Many years ago I spent a summer in Seattle. My heart broken and stick thin, I went to work and tried to forget.
I loved Seattle like I had loved no other city. I loved that I could wear a sweater in June, always find good Vietnamese food, and lived rent free with my sister. I bought many things I still own there, including my Victrola.

I made up stories in my head about my life and surroundings, wrote long letters to the one who had broken my heart, and eventually decided to fall in love with the boy who rode the bus with me every morning. We never did speak, even though we both boarded the bus on Mercer Island and got off on the same stop downtown, swallowed up by the tall buildings where hundreds of thousands of people worked every day. I imagined he worked as an office messenger or a graphic designer for some fashionable firm. I would go to Pike Place Market at lunchtime in hopes of possibly seeing him, but after a while I gave up and started spending my lunch breaks at the public library.

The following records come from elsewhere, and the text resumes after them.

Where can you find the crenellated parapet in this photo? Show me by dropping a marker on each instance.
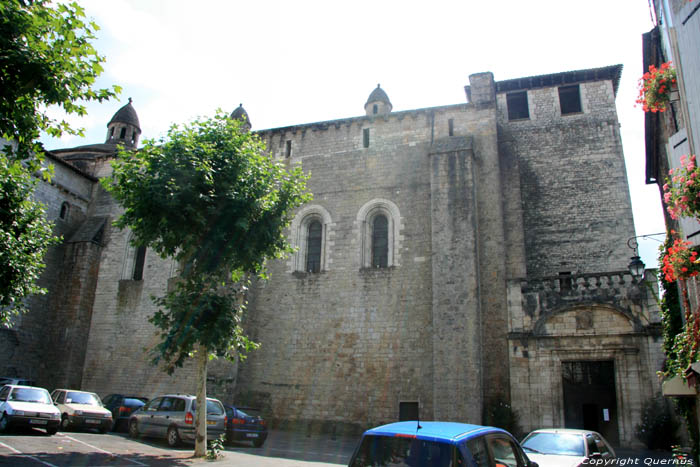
(546, 297)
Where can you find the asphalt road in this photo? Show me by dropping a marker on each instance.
(34, 448)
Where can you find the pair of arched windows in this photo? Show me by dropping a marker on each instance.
(376, 227)
(379, 248)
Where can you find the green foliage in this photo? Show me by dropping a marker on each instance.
(676, 338)
(209, 197)
(215, 448)
(499, 413)
(658, 427)
(47, 59)
(25, 236)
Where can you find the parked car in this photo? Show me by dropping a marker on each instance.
(245, 424)
(439, 444)
(17, 381)
(80, 409)
(563, 447)
(172, 417)
(121, 407)
(27, 406)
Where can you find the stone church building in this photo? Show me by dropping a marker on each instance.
(452, 257)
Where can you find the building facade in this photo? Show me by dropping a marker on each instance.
(452, 258)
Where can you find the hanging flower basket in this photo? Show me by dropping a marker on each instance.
(682, 189)
(655, 88)
(680, 261)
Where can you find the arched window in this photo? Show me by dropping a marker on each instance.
(311, 234)
(313, 247)
(378, 226)
(64, 210)
(380, 242)
(139, 262)
(134, 261)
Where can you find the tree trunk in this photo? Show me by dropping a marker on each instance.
(200, 424)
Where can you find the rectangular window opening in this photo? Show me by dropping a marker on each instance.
(566, 282)
(570, 99)
(517, 105)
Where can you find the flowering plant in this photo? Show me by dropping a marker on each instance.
(655, 86)
(682, 190)
(680, 262)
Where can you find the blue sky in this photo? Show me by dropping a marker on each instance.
(308, 61)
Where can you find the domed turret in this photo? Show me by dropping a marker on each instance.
(242, 115)
(124, 127)
(378, 103)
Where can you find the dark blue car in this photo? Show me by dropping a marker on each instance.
(438, 444)
(245, 424)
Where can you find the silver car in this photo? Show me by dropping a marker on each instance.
(172, 417)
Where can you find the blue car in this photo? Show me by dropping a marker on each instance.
(438, 444)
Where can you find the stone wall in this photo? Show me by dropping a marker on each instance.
(576, 204)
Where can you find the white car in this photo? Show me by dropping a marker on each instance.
(80, 409)
(566, 447)
(27, 406)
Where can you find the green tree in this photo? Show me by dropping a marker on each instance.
(46, 59)
(25, 235)
(208, 196)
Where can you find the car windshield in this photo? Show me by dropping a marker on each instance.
(563, 444)
(213, 407)
(82, 398)
(401, 451)
(30, 395)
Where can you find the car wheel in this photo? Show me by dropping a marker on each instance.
(133, 429)
(173, 437)
(65, 424)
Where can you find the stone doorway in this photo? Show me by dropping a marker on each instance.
(590, 400)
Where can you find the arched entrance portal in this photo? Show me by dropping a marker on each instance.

I was obsessed with poetry then. I’d check out the collected poetry of Elizabeth Bishop or Sharon Olds or Marianne Moore and stay up all night reading. I remember picking up Denise Levertov, and found the perfect poem to send to the one who I, though I didn't want to admit it, still loved. It was an epic poem. I don’t even know what collection it came from. But one of the sections was titled POSTCARD, which I copied out into a notebook. I can still recall it from memory:

It’s not that I can’t get by without you
it’s just that I wasn’t lonesome
before I met you.
It’s something to do with salt losing its savor
when half of the world
one wants to share
stays in one’s pocket. Half
a crispy delicious bacon sandwich
saved. But for—Oh, like Shelley’s
posy of dewy flowers. Remember,
how he turns to give it—
Ah, to whom?

In fact, I made it into my own postcard and mailed it in hopes that the damage done between us could be mended. But some things are irretrievably broken. And now, whenever a relationship or a friendship ends, I think of the poem.  That place when there is nothing left to say, yet being acutely aware that there is a hole that will never be completely filled. Wanting to turn and share a private joke or story you know they would have loved, but doesn't matter because whatever you once had is over.

Yesterday I found a copy of the postcard I sent. Maybe if you ask kindly, I’ll send you one.